Note: Alibaba’s share repurchases typically take place in the U.S. market.
Tencent retains its title as the 'King of Buybacks' in the Hong Kong stock market, with HSBC and AIA following closely behind.
Tencent has solidified its position as the top repurchaser in the Hong Kong stock market with a buyback amount of HKD 76.223 billion. Following closely are HSBC Holdings and AIA, with buyback amounts exceeding HKD 10 billion each, at HKD 30.257 billion and HKD 17.693 billion respectively. The buyback amounts of these three companies account for 71% of the total buyback amount in the Hong Kong stock market this year.
Specifically, Tencent has cumulatively repurchased 147 million shares this year, totaling HKD 76.223 billion, through 124 repurchase operations, averaging HKD 615 million per operation. The repurchase price range was between HKD 364.80 and HKD 683.00, with an average repurchase price of HKD 518.19.
Since the second half of the year (especially from November 18), Tencent has initiated a continuous repurchase mode, with daily repurchase amounts stabilizing around HKD 636 million. As the leading technology company in the Hong Kong stock market, Tencent's repurchases accounted for 44.5% of the total repurchase amount in the Hong Kong technology sector, making it the dominant force in the Hong Kong stock market repurchases. Additionally, the substantial repurchases have effectively alleviated the pressure of tech stock corrections since November, with the Hang Seng Tech Index showing significant recovery after hitting a low point in November.
This year, the Hong Kong stock market has performed well, with overall market sentiment seeing a notable boost. As of the time of writing, the Hang Seng Index has cumulatively increased by approximately 28%, while the Hang Seng Tech Index has risen by about 23%. Meanwhile, leading enterprises have maintained stable operations supported by strong fundamentals. Their large-scale repurchases have further conveyed positive signals to the market. Under the influence of multiple favorable factors, the share prices of companies that have consistently repurchased, such as Tencent and HSBC Holdings, have reached new highs this year.
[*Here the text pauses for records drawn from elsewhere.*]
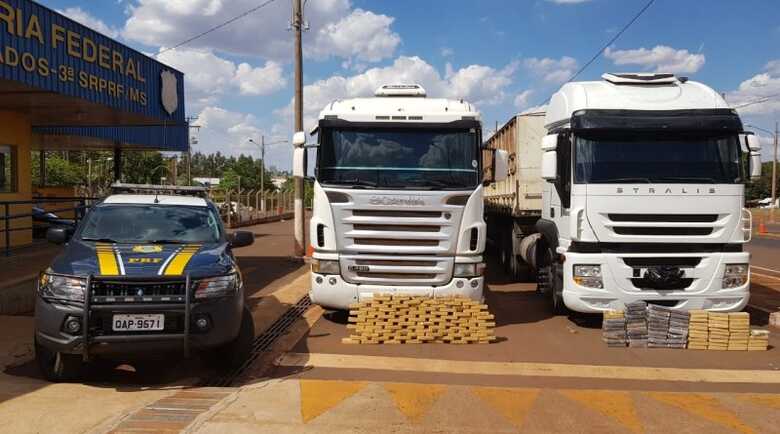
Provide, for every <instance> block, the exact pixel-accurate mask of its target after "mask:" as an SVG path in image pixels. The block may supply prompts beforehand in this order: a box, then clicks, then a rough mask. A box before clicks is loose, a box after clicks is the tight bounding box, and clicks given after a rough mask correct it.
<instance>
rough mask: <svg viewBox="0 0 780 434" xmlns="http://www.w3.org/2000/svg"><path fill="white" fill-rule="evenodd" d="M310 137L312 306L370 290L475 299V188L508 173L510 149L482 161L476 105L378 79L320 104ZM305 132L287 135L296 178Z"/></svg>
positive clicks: (387, 293)
mask: <svg viewBox="0 0 780 434" xmlns="http://www.w3.org/2000/svg"><path fill="white" fill-rule="evenodd" d="M313 133H316V135H317V144H316V145H315V147H316V149H317V157H316V169H315V171H314V174H315V178H316V180H315V182H314V204H313V213H312V217H311V222H310V234H311V236H310V238H311V241H310V242H311V246H312V249H313V253H312V273H311V292H310V296H311V299H312V301H313V302H314V303H317V304H319V305H322V306H324V307H327V308H334V309H346V308H347V307H348V306H349V305H350V304H352V303H356V302H358V301H361V300H364V299H366V298H370V297H372V296H373V295H374V294H378V293H381V294H407V295H419V296H428V297H442V296H450V295H460V296H465V297H469V298H472V299H475V300H481V299H482V298H483V296H482V290H483V285H484V278H483V271H484V268H485V265H484V260H483V251H484V248H485V239H486V227H485V220H484V215H483V209H484V197H483V191H484V185H485V184H486V183H490V182H491V181H494V180H501V179H503V178H504V177H505V176H506V167H507V160H506V158H507V154H506V152H504V151H503V150H499V151H494V152H485V159H488V160H489V162H487V164H485V161H483V148H482V128H481V122H480V114H479V112H478V111H477V110H476V108H475V107H474V106H473V105H472V104H470V103H468V102H465V101H463V100H451V99H442V98H427V97H426V92H425V90H424V89H423V88H422V87H421V86H419V85H384V86H382V87H380V88H379V89H378V90H377V91H376V94H375V97H373V98H354V99H344V100H337V101H333V102H332V103H330V104H328V105H327V106H326V107H325V109H324V110H323V111H322V112H321V114H320V117H319V122H318V125H317V127H316V129H315V131H314V132H313ZM304 139H305V136H303V135H302V133H296V137H295V138H294V140H293V142H294V144H295V145H297V146H298V147H297V148H296V149H295V153H296V154H295V156H294V174H295V175H297V176H303V175H304V174H305V168H304V163H303V160H304V159H303V158H302V157H301V154H302V153H303V152H304V151H303V146H302V145H303V142H304ZM483 166H485V167H489V168H490V170H489V171H488V173H487V174H486V175H484V176H483V171H482V169H483Z"/></svg>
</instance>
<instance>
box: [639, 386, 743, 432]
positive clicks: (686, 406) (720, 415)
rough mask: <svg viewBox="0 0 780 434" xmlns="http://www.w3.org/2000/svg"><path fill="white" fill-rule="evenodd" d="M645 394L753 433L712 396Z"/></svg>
mask: <svg viewBox="0 0 780 434" xmlns="http://www.w3.org/2000/svg"><path fill="white" fill-rule="evenodd" d="M646 395H647V396H649V397H651V398H653V399H655V400H656V401H659V402H663V403H665V404H669V405H671V406H674V407H677V408H680V409H682V410H685V411H687V412H688V413H691V414H694V415H696V416H699V417H701V418H704V419H707V420H709V421H711V422H715V423H717V424H720V425H723V426H726V427H729V428H731V429H733V430H736V431H739V432H741V433H746V434H747V433H750V434H752V433H755V431H754V430H753V428H751V427H749V426H747V425H745V424H744V423H743V422H742V421H741V420H739V418H738V417H737V416H736V415H735V414H734V413H733V412H731V410H729V409H727V408H725V407H723V406H722V405H721V404H720V402H719V401H718V400H717V399H716V398H714V397H712V396H706V395H701V394H697V393H677V392H647V393H646Z"/></svg>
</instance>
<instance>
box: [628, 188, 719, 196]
mask: <svg viewBox="0 0 780 434" xmlns="http://www.w3.org/2000/svg"><path fill="white" fill-rule="evenodd" d="M617 192H618V193H619V194H622V193H634V194H640V193H641V194H645V193H647V194H715V193H716V191H715V189H714V188H712V187H707V188H699V187H696V188H693V187H675V188H672V187H667V188H655V187H644V188H642V187H631V188H623V187H618V188H617Z"/></svg>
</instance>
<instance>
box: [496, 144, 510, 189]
mask: <svg viewBox="0 0 780 434" xmlns="http://www.w3.org/2000/svg"><path fill="white" fill-rule="evenodd" d="M493 165H494V166H493V168H494V171H493V182H500V181H503V180H505V179H506V178H507V176H509V152H507V151H505V150H503V149H496V150H495V154H494V157H493Z"/></svg>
Analysts pointed out that listed companies conducting cancellation-type repurchases can help optimize financial structures and increase earnings per share (EPS). During periods of market volatility, this action serves as an effective way to convey confidence to the market and stabilize expectations, also indicating that industrial capital views current valuations as potentially offering good value.
The Hong Kong stock market is expected to continue its recovery trend.
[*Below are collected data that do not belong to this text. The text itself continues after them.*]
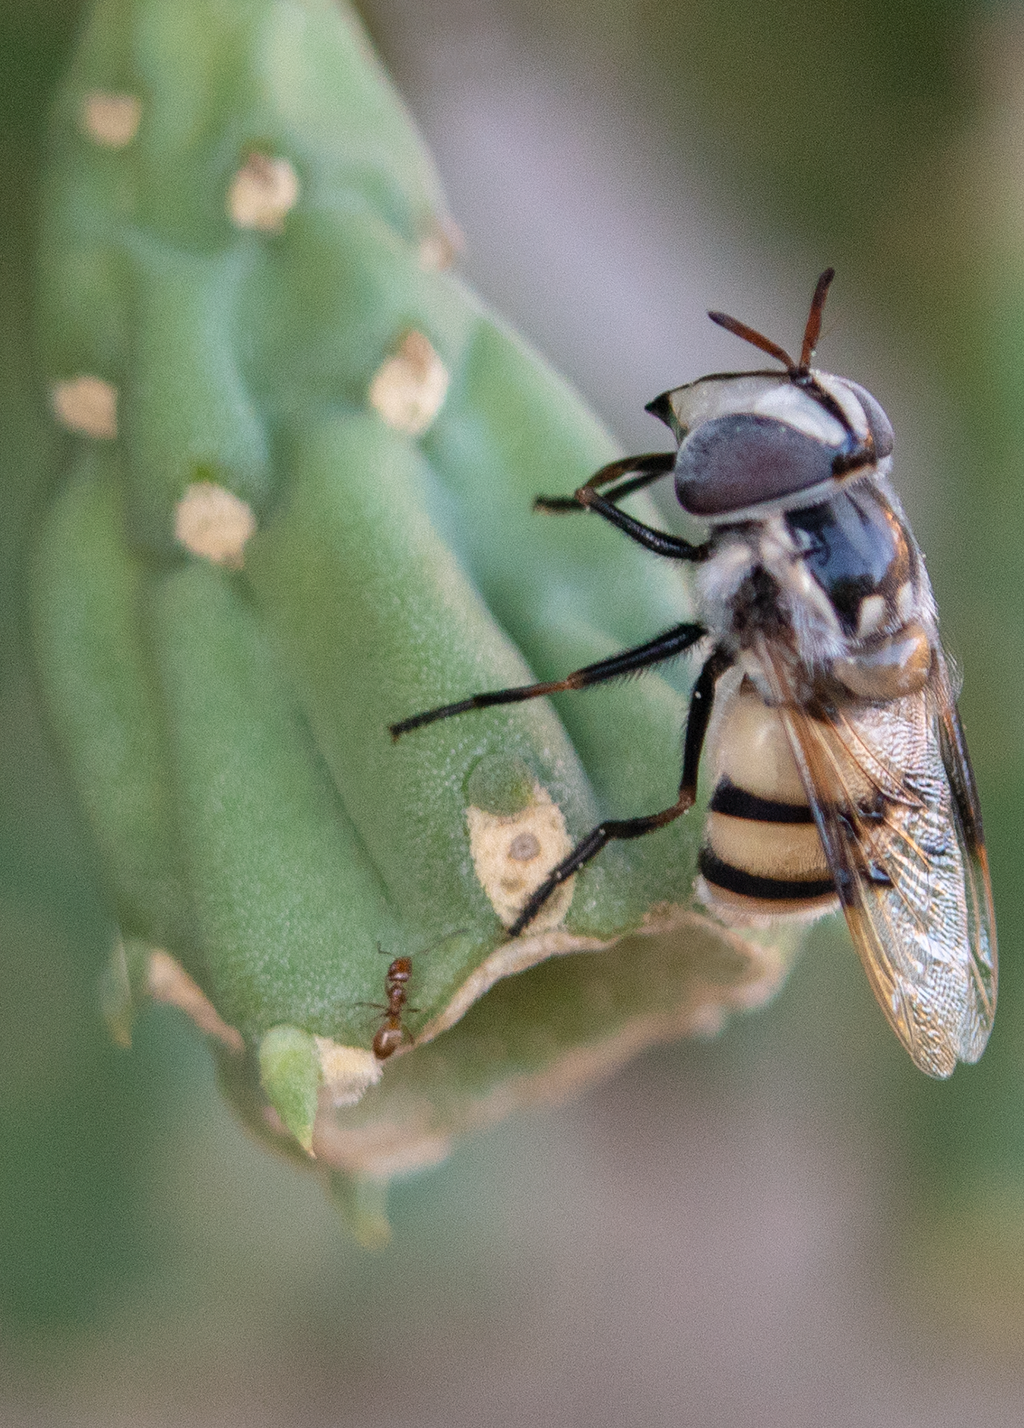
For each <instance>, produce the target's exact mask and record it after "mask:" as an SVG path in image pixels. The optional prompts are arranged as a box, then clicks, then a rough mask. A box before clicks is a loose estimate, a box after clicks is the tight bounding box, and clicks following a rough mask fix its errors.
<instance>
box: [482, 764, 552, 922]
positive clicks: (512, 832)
mask: <svg viewBox="0 0 1024 1428" xmlns="http://www.w3.org/2000/svg"><path fill="white" fill-rule="evenodd" d="M466 821H467V823H468V827H470V851H471V854H473V867H474V868H476V873H477V877H478V878H480V884H481V887H483V890H484V893H486V894H487V897H488V898H490V902H491V907H493V908H494V911H496V912H497V915H498V917H500V918H501V921H503V922H504V925H506V927H511V924H513V922H514V921H516V918H517V917H518V914H520V910H521V908H523V904H524V902H526V900H527V898H528V897H530V894H531V893H533V891H534V888H537V887H540V884H541V883H543V881H544V878H546V877H547V875H548V873H550V871H551V868H553V867H554V865H556V863H561V860H563V858H564V857H566V855H567V854H568V853H571V851H573V843H571V840H570V837H568V833H567V831H566V820H564V818H563V815H561V808H560V807H558V805H557V804H556V803H554V801H553V798H551V795H550V794H548V791H547V788H541V785H540V784H534V795H533V803H531V804H530V805H528V807H527V808H523V810H521V813H513V814H494V813H487V811H486V810H484V808H474V807H473V804H470V807H468V808H467V810H466ZM573 883H574V878H570V880H568V881H567V883H564V884H563V885H561V887H560V888H558V890H557V891H556V893H553V895H551V897H550V898H548V901H547V902H546V904H544V907H543V908H541V910H540V912H538V914H537V917H536V918H534V920H533V922H531V924H530V932H543V931H546V930H547V928H551V927H557V925H558V922H561V920H563V918H564V917H566V912H567V911H568V905H570V902H571V901H573Z"/></svg>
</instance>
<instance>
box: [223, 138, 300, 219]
mask: <svg viewBox="0 0 1024 1428" xmlns="http://www.w3.org/2000/svg"><path fill="white" fill-rule="evenodd" d="M297 201H298V174H297V173H296V170H294V169H293V167H291V164H290V163H288V160H287V159H271V157H270V156H268V154H250V156H249V159H247V160H246V163H244V164H243V166H241V169H239V171H237V173H236V176H234V178H233V180H231V186H230V188H229V190H227V216H229V218H230V220H231V223H233V224H234V226H236V228H257V230H258V231H261V233H281V231H283V230H284V218H286V216H287V214H288V213H290V211H291V210H293V208H294V206H296V203H297Z"/></svg>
Looking ahead to 2026, CITIC Securities believes that the Hong Kong stock market will benefit from internal catalysts associated with the '15th Five-Year Plan,' as well as dual easing policies ('fiscal + monetary') from major external economies, particularly the United States and Japan.
From its own perspective, the Hong Kong stock market not only hosts a complete and high-quality AI industry chain within China (including infrastructure, software/hardware, and applications) but also benefits from an increasing number of quality A-share leading companies listing in Hong Kong. It is anticipated that the Hong Kong stock market will capitalize on liquidity spillover from domestic and overseas markets and ongoing catalytic effects of AI narratives. With the bottoming out and rebound of the Hong Kong stock market's fundamentals, coupled with its still pronounced valuation discount, the Hong Kong stock market is poised to experience a second wave of valuation recovery and further performance rebound in 2026.
Investors are advised to focus on five major medium- to long-term directions: the technology sector, including AI-related sub-sectors and consumer electronics; the broader healthcare sector, especially biotechnology; resource sectors benefiting from rising overseas inflation expectations combined with de-dollarization trends, including non-ferrous metals and rare earths; as domestic economic recovery continues, the relatively lagging and low-valued essential consumer goods sector is also expected to experience valuation recovery; and sectors benefiting from RMB appreciation, such as papermaking and aviation.